People who are depressed or anxious usually have too little of one or more of the neurotransmitters. In some cases, the neurotransmitters can't fit into the receptors. This means that message can't be transferred between nerve cells, and communication in the brain slows down. Antidepressant medications alleviate symptoms of depression by helping the body maintain normal levels of neurotransmitters.

Antidepressant medications are not the best choice for all women suffering from depression after pregnancy. But if symptoms are severe enough, or have continued for long enough, your doctor may recommend that that you add medication to your treatment.

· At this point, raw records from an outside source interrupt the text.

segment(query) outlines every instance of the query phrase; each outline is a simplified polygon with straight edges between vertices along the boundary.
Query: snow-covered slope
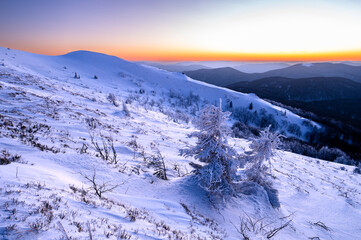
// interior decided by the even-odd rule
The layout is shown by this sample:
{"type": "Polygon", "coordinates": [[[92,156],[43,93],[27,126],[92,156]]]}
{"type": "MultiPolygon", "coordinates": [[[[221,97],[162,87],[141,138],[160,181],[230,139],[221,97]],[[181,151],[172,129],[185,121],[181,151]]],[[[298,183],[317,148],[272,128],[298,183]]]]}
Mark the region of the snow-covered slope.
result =
{"type": "MultiPolygon", "coordinates": [[[[191,114],[219,98],[240,106],[252,102],[278,121],[303,121],[253,95],[116,57],[0,48],[0,151],[21,155],[20,162],[0,165],[0,236],[242,239],[237,228],[248,215],[271,224],[249,233],[255,239],[266,239],[265,232],[290,219],[273,239],[357,239],[361,178],[349,166],[278,151],[272,175],[279,209],[263,192],[209,202],[190,180],[194,159],[180,157],[179,150],[195,143],[187,137],[194,130],[191,114]],[[110,93],[115,101],[108,100],[110,93]],[[113,143],[116,161],[101,159],[91,136],[100,145],[113,143]],[[161,158],[168,180],[154,175],[161,158]],[[98,186],[115,188],[100,199],[92,177],[98,186]]],[[[230,143],[239,153],[248,150],[247,140],[230,143]]]]}

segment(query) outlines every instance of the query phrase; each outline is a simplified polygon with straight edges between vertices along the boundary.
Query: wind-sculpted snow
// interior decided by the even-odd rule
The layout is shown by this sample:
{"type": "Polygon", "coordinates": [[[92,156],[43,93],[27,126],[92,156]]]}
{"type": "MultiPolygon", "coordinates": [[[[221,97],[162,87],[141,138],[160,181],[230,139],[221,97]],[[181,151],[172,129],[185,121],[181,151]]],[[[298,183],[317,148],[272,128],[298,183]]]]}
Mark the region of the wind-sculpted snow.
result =
{"type": "MultiPolygon", "coordinates": [[[[273,239],[357,239],[361,175],[350,166],[276,151],[278,209],[263,190],[209,201],[192,177],[202,163],[179,150],[195,145],[195,113],[220,97],[285,111],[116,57],[0,48],[0,157],[21,156],[0,165],[0,238],[242,239],[243,229],[267,239],[284,226],[273,239]]],[[[287,112],[287,121],[302,120],[287,112]]],[[[229,144],[249,151],[247,139],[229,144]]]]}

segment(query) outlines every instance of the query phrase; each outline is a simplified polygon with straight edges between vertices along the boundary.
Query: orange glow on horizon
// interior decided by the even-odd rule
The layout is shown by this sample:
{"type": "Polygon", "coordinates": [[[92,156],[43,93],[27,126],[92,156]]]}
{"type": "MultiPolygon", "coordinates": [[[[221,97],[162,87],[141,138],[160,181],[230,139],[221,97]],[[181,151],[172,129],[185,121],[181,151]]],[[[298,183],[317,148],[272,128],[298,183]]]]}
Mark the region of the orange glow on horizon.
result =
{"type": "Polygon", "coordinates": [[[78,49],[44,50],[41,48],[19,49],[44,55],[63,55],[76,50],[88,50],[108,55],[114,55],[128,61],[239,61],[239,62],[292,62],[292,61],[361,61],[361,49],[355,51],[334,52],[291,52],[291,53],[231,53],[231,52],[201,52],[201,51],[174,51],[149,50],[146,48],[127,48],[114,50],[112,48],[89,47],[78,49]]]}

Here are some important facts about antidepressants:

  • Antidepressants are effective in about 60 - 80 percent of those who use them as directed.
  • The effects of antidepressant medications are often not apparent until a month to six weeks after treatment starts.
  • Antidepressant dosage has nothing to do with the severity of depression. Some antidepressants work at lower doses than other antidepressants.
  • Since some antidepressants work better for different combinations of symptoms than others, your physician needs an accurate description of your feelings.
  • Although many antidepressants are safe for mothers and babies and can even be taken while breastfeeding, the prescribing physician should always be informed if a woman is pregnant or breastfeeding.
  • Women with histories of depression who have been on medication should generally continue medication throughout pregnancy and after delivery.
  • Drugs such as lithium carbonate may be used for women with a history of bipolar disorder. Lithium is often discontinued during pregnancy because of possible harm to the developing fetus. Mothers who are breastfeeding should not take lithium.

Nice To Know:

Researchers have recently begun experimenting with hormonal replacement therapies for women with postpartum depression. By artificially increasing women's levels of the female hormones estrogen and progesterone, researchers hope to alleviate the emotional difficulties that are associated with rapid changes in hormone levels. The work is preliminary and remains controversial.

Peer Support Groups

Peer support groups form the third leg of support for women suffering from depression after pregnancy. Women who are experiencing the baby blues can benefit from peer support groups, as well as those who are getting professional help. Peer support can be an important addition to therapy and medication, and should be an important part of your postpartum plan. Many of these groups are organized and led by women who have experienced various degrees of postpartum depression.

The benefits of peer support groups include:

  • Talking with other new mothers creates opportunities to share or trade ideas for handling problems.
  • Although talk therapy can't change your hormones, it can help you ride out a hormonal imbalance without feelings of despair.
  • They offer a place to share your frustrations with other new mothers who may have similar feelings, and may have found other ways to cope.